Only two of the works actually drew from opera – “Porgy and Bess,” by George Gershwin, arranged by Jascha Heifetz (and played by Silberger with Heifetz-like virtuosity) and “Carmen Fantaisie Brillante,” by Jenö Hubay. With Mozart’s “Violin sonata No. 26,” Richard Strauss’s “Sonata for Violin and Piano in E-flat Major,” and Tchaikovsky’s “Souvenir d’un Lieu Cher,” all sang their way into the hearts of the audience, to the point of tears. “Violinists often say they make love to their instruments. Eric’s violin made love to the audience,” one woman sighed following the Strauss work. 

The two artists communicated with eyes, eyebrows and head nods throughout, and their timing was perfect. Surprisingly, this was the first time they had collaborated in recital. They clearly enjoyed themselves, to the point of improvising their own trills in the Mozart sonata. “That was permitted in Mozart’s time,” Mr.
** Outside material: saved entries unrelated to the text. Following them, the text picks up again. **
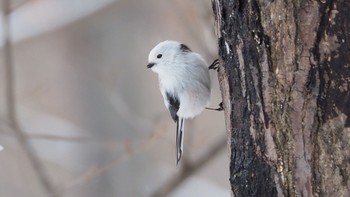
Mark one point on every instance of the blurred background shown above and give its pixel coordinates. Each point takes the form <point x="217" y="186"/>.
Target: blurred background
<point x="81" y="116"/>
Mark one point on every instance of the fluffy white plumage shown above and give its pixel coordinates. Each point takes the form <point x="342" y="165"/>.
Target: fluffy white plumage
<point x="184" y="82"/>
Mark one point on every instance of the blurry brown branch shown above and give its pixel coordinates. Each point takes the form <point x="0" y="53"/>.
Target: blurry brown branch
<point x="11" y="103"/>
<point x="190" y="168"/>
<point x="131" y="149"/>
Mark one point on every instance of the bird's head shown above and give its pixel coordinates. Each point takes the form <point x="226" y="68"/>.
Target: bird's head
<point x="163" y="55"/>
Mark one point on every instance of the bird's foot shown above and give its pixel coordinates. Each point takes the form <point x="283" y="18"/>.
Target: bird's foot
<point x="214" y="65"/>
<point x="221" y="107"/>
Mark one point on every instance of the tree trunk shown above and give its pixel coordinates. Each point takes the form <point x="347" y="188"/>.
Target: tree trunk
<point x="285" y="79"/>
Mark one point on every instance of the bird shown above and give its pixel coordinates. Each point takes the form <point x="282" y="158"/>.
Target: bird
<point x="184" y="83"/>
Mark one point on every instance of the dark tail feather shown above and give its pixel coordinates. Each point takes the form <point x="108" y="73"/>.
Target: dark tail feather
<point x="179" y="139"/>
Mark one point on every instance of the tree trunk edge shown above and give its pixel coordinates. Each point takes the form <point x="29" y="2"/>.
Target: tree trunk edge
<point x="288" y="163"/>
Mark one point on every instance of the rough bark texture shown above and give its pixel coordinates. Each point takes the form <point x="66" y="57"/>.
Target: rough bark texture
<point x="285" y="79"/>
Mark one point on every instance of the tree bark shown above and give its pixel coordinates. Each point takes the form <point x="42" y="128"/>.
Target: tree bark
<point x="285" y="79"/>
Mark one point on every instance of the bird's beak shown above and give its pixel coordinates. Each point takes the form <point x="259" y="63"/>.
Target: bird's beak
<point x="150" y="65"/>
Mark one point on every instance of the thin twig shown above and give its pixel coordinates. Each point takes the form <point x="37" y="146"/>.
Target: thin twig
<point x="190" y="169"/>
<point x="131" y="150"/>
<point x="11" y="104"/>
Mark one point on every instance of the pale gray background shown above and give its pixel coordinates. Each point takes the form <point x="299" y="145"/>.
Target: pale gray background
<point x="92" y="111"/>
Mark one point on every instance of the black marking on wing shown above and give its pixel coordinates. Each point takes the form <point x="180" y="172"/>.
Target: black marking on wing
<point x="174" y="105"/>
<point x="185" y="48"/>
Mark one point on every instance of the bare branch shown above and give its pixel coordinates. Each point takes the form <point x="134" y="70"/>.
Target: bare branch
<point x="130" y="150"/>
<point x="11" y="104"/>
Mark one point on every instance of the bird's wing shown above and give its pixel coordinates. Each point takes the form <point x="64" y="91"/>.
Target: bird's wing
<point x="173" y="105"/>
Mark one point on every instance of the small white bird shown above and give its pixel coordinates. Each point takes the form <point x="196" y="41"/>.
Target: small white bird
<point x="184" y="83"/>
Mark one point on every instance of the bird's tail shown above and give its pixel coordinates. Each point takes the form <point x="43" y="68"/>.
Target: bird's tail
<point x="179" y="138"/>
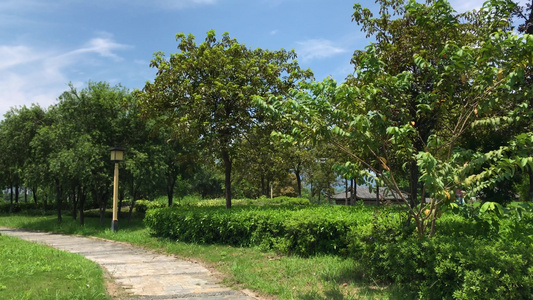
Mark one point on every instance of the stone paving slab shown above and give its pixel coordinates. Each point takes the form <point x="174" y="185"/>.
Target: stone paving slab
<point x="142" y="273"/>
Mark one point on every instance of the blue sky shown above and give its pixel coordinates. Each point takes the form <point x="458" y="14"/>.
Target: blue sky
<point x="45" y="44"/>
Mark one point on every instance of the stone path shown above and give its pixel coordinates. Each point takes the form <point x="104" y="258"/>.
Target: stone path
<point x="143" y="274"/>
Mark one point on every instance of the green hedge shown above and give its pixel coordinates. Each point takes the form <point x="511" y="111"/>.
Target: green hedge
<point x="468" y="258"/>
<point x="24" y="207"/>
<point x="141" y="206"/>
<point x="291" y="230"/>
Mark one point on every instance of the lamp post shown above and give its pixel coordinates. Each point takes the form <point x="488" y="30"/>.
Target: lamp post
<point x="117" y="155"/>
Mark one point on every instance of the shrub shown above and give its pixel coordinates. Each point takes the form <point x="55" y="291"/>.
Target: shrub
<point x="467" y="259"/>
<point x="287" y="229"/>
<point x="141" y="206"/>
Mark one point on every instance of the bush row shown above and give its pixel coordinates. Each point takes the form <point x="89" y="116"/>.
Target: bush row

Moore reassured later.  

As it happens, Mr. Moore is an assistant conductor at the Metropolitan Opera and has coached the likes of Renée Fleming and Angela Meade. At the concert, he also sang one phrase – “it ain’t necessarily so”– in a beautiful baritone voice, though he insists he is no singer and that Mr. Silberger made him do it. Mr. Silberger, a graduate from the Perlman Program over a decade ago and a winner of the International Tchaikovsky Competition, is a virtuoso artist with a soft spot for Shelter Island. Lucky for us.